How worried are you about chat gpt?

Me - very.

Doctors qualified on the back of it.

Speeches callibrated to manipulate at optimum levels using it.

Arg.

So, finally, it’s accepted you don’t need lawyers to do at least half the things they currently do. Which means you don’t need to pay lawyer salaries to people for those roles. QED.

That's already the case.  We don't need ChatGPT to demonstrate that.

IH lawyer salaries are broadly in line with other technical/professional roles, +/- a few % (City finance stuff might be an outlier, but I'm looking at WTW's general benchmarking data here)

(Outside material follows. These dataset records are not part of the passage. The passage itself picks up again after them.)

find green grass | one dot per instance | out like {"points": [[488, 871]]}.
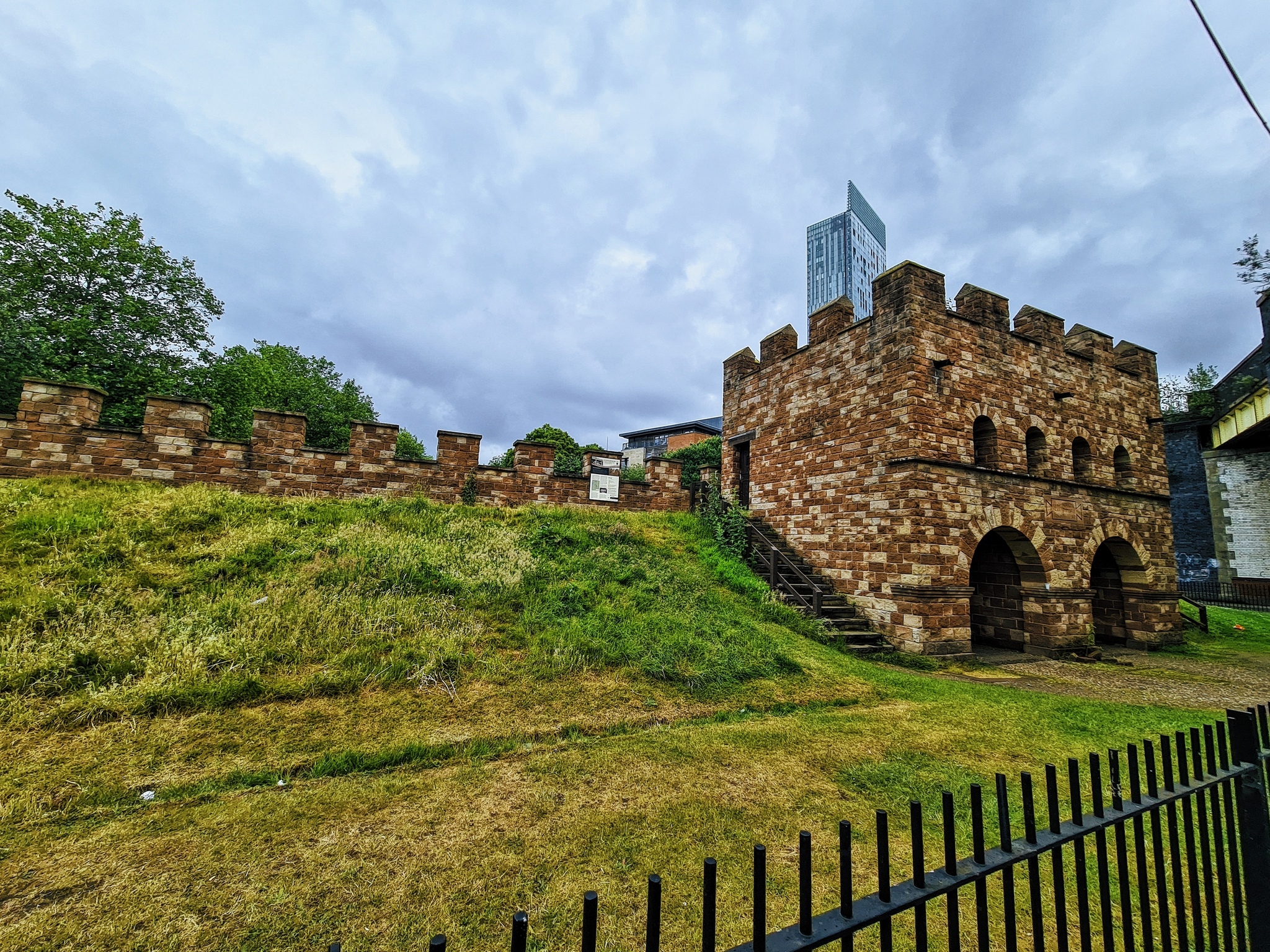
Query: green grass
{"points": [[1231, 633], [121, 598], [471, 710]]}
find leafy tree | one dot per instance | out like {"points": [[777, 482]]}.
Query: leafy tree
{"points": [[706, 452], [568, 460], [507, 459], [1255, 266], [1186, 394], [411, 447], [278, 377], [87, 299]]}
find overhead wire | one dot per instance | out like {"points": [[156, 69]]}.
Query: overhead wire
{"points": [[1230, 66]]}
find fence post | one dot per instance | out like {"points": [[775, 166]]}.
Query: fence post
{"points": [[1250, 792]]}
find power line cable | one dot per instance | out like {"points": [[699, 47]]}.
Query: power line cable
{"points": [[1231, 68]]}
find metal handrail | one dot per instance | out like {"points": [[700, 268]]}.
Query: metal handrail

Isn't the critical issue "Who is going to stand behind this with an insurance policy that will pay out if it gets things wrong and the client loses £millions or an unrepeatable opportunity"? 

And: when?

No, because humans get things wrong all the time, and lose money all the time Companies come, and companies go

Bigger companies also waste loads of money with complicated hiring structures that allow a lot of slacking at all levels

There was never, and will never, be a state of perfection, nor of no risk

This is already being used in businesses, is already replacing jobs

This isn't something happening in the future; it is happening now, just like self-driving cars and such

Hard to imagine a need for a legal industry in the near future, though I expect there will always be a few smaller law firms handling family matters for the wealthy and such

Yes, who takes responsibility for errors definitely is an issue. Suspect it will be the human practitioner. Rumpole is talking bizarre nonsense and not for the first time.

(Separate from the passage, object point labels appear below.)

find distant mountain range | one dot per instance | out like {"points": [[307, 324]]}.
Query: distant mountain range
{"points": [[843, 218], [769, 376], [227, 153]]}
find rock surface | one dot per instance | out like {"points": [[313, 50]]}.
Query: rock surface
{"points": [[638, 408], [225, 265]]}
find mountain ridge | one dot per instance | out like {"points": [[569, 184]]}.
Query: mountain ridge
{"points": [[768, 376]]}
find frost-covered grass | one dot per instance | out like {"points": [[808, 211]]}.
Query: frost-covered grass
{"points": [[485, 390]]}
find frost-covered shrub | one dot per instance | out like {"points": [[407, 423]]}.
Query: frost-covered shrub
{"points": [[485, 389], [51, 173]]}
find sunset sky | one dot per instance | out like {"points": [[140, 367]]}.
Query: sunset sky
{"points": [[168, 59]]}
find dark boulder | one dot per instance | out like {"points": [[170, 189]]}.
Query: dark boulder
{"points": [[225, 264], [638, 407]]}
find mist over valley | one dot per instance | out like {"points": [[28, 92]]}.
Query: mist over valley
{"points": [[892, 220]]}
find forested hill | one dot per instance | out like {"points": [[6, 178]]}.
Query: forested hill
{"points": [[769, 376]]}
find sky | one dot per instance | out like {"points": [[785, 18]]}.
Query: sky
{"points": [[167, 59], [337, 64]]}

You can still assess student's written work if you like, but now you'll need to do it by viva - you need to test that they actually know and understand the topic they have written about and can demonstrate that it's their work.

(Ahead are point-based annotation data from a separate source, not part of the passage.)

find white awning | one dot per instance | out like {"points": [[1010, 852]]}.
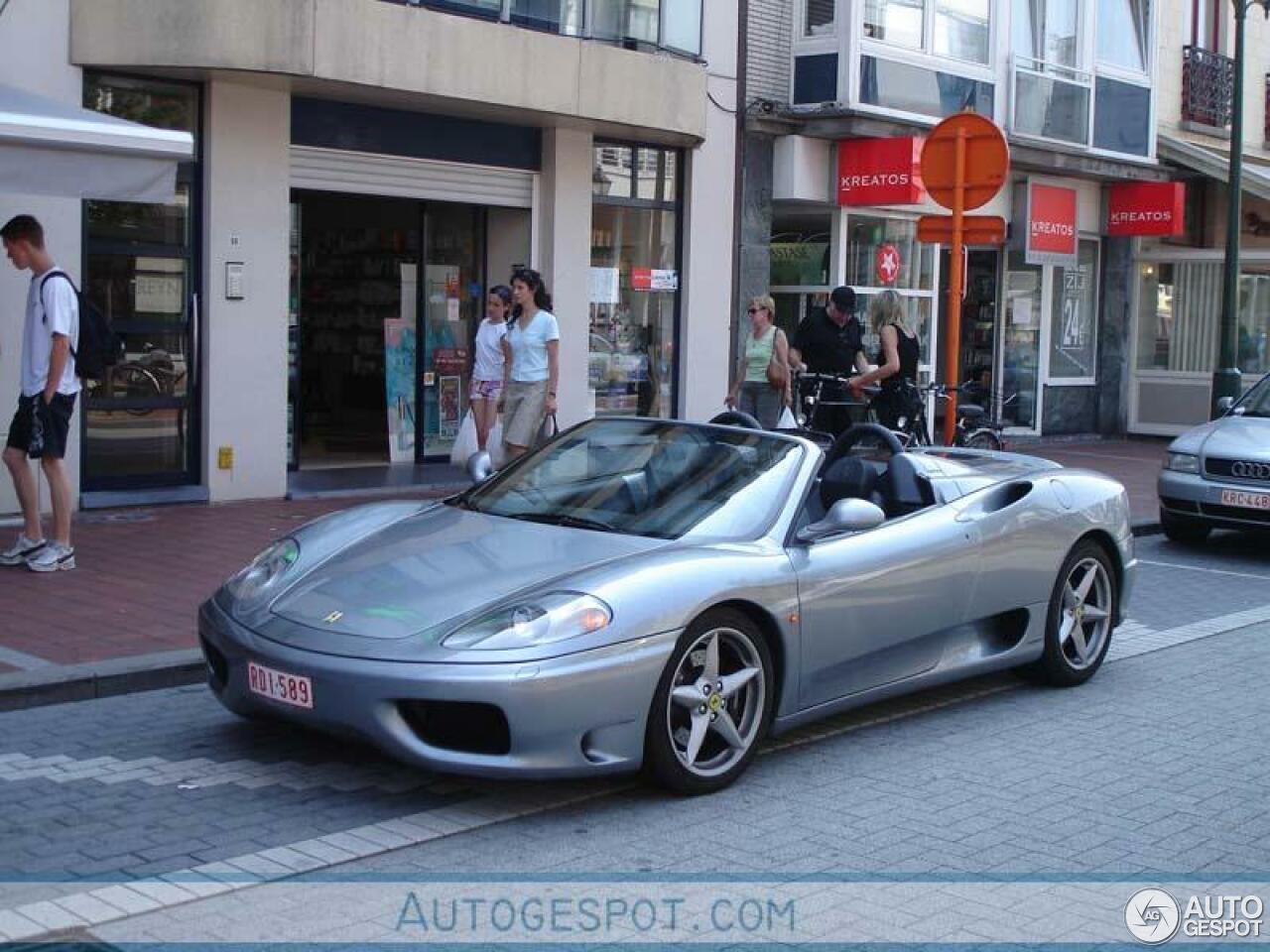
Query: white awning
{"points": [[53, 149], [1215, 166]]}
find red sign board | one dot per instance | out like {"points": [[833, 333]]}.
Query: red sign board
{"points": [[880, 172], [888, 264], [1051, 225], [1147, 208]]}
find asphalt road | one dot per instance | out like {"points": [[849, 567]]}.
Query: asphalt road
{"points": [[1143, 772]]}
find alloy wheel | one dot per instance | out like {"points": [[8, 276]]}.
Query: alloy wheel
{"points": [[715, 706], [1084, 622]]}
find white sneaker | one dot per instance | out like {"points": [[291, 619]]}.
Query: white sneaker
{"points": [[21, 551], [53, 557]]}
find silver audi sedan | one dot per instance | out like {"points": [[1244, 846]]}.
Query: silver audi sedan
{"points": [[663, 594], [1218, 475]]}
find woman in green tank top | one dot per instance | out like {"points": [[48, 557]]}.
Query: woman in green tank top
{"points": [[753, 393]]}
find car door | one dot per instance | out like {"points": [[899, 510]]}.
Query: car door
{"points": [[874, 604]]}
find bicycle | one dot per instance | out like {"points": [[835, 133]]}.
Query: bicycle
{"points": [[810, 390], [974, 429]]}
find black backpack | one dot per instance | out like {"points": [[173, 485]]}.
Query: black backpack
{"points": [[100, 348]]}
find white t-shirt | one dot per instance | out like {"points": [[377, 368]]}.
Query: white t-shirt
{"points": [[58, 313], [530, 347], [489, 350]]}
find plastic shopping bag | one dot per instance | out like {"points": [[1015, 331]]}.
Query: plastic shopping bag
{"points": [[494, 444], [465, 442]]}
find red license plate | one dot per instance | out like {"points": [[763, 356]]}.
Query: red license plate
{"points": [[1246, 500], [278, 685]]}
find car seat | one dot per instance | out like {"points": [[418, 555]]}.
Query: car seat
{"points": [[848, 477], [903, 489]]}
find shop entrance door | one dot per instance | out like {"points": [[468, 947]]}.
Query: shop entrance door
{"points": [[386, 298], [1019, 352]]}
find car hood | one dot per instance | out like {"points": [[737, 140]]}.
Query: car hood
{"points": [[1228, 438], [437, 566]]}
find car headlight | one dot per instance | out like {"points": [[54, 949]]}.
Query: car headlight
{"points": [[264, 570], [1183, 462], [535, 621]]}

It will likely lead to a shift where exams and oral assessments are given more weight and written course work less.

 

 

 

I don't know about Chat GPT itself, but the application of more advanced forms of AI to the legal profession could potentially be a game-changer.  Lightning speed and elimination of human error are the two most immediately apparent advantages, and the application of AI in reviewing deals and outcomes may lead to others.  Fortunately the firms most likely to finance legal AI are also probably the least likely to embrace it - unless an Elon-like leader appears at eg Latham.  

AI agents in games demonstrate superior precision, speed, coordination, situational awareness, resource management, aggressiveness, and risk-taking when compared to human players. The cumulative effect of these advantages in games is devastating to human opponents. These attributes are also valuable in warfare.

https://warontherocks.com/2023/04/ais-inhuman-advantage/

I just used ChatGPT to write 14 associate/trainee appraisals and also prepare some deal summaries for our chambers submissions and it was fvcking amazing.

Obv didn't just copy and paste but it was 80% there and used all the right verbs and adjectives and carried the tone ("make it a [brilliant/generally positive/slightly negative] appraisal pls") thus condensing 5 hours into 1.5.